The major limitation of the present retrospective study was patient grouping. Only six patients received cyanoacrylate injection, and eight patients with active bleeding received hemoclip placement. It seems that the patient grouping (with or without active bleeding) may lead to a selection bias. As a new method, cyanoacrylate injection was mainly used to control active hemorrhage, such as varix bleeding. More importantly, compared with other endoscopic hemostatic methods in a recent meta-analysis report, cyanoacrylate injection is associated with increased likelihood of hemostasis of active bleeding . Moreover, according to a recent study, there is no difference in the hemostasis rate in acute nonvariceal upper gastrointestinal bleeding between cyanoacrylate injection and hemoclip placement . In the present study, the data indicated that the patient grouping did not lead to significant clinical bias in the hemostasis rate.
In conclusion, both CI and HP are effective approaches for treating duodenal DL. CI has a higher hemostasis rate without significant side effects.

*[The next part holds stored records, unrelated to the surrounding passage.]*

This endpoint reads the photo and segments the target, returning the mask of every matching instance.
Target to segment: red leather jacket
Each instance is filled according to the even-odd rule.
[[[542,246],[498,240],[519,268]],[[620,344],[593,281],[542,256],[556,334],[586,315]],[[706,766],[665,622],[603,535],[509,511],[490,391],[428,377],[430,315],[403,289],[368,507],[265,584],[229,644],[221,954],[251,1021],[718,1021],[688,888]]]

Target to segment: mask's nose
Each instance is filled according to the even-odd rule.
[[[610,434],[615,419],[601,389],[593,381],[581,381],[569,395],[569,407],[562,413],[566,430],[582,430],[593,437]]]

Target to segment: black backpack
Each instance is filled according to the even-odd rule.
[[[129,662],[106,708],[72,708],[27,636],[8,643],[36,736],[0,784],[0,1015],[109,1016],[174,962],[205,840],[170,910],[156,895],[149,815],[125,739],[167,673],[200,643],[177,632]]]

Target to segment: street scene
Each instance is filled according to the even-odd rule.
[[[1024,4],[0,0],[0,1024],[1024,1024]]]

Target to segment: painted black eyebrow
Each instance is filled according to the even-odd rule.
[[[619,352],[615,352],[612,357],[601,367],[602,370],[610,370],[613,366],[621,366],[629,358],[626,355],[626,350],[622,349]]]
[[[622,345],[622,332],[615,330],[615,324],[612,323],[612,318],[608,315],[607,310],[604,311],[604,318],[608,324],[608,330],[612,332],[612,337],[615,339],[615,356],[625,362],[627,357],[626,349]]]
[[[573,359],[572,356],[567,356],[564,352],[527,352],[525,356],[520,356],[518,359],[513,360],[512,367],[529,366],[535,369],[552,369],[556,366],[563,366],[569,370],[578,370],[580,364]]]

Further large sample size and prospective randomized trials are necessary to evaluate the efficacy and safety of duodenal DL treatments.
Conflicts of Interest
Drs. Yu Jiang, Julong Hu, Ping Li, Wen Jiang, Wenyan Liang, and Hongshan Wei have no conflicts of interest or financial ties to disclose.
This work was partly supported by the Science Foundation of Capital Medicine Development (2014-2-2171) and the Capital Foundation for Clinical Characteristic Applied Research projects (Z141107002514132) to Professor Hongshan Wei.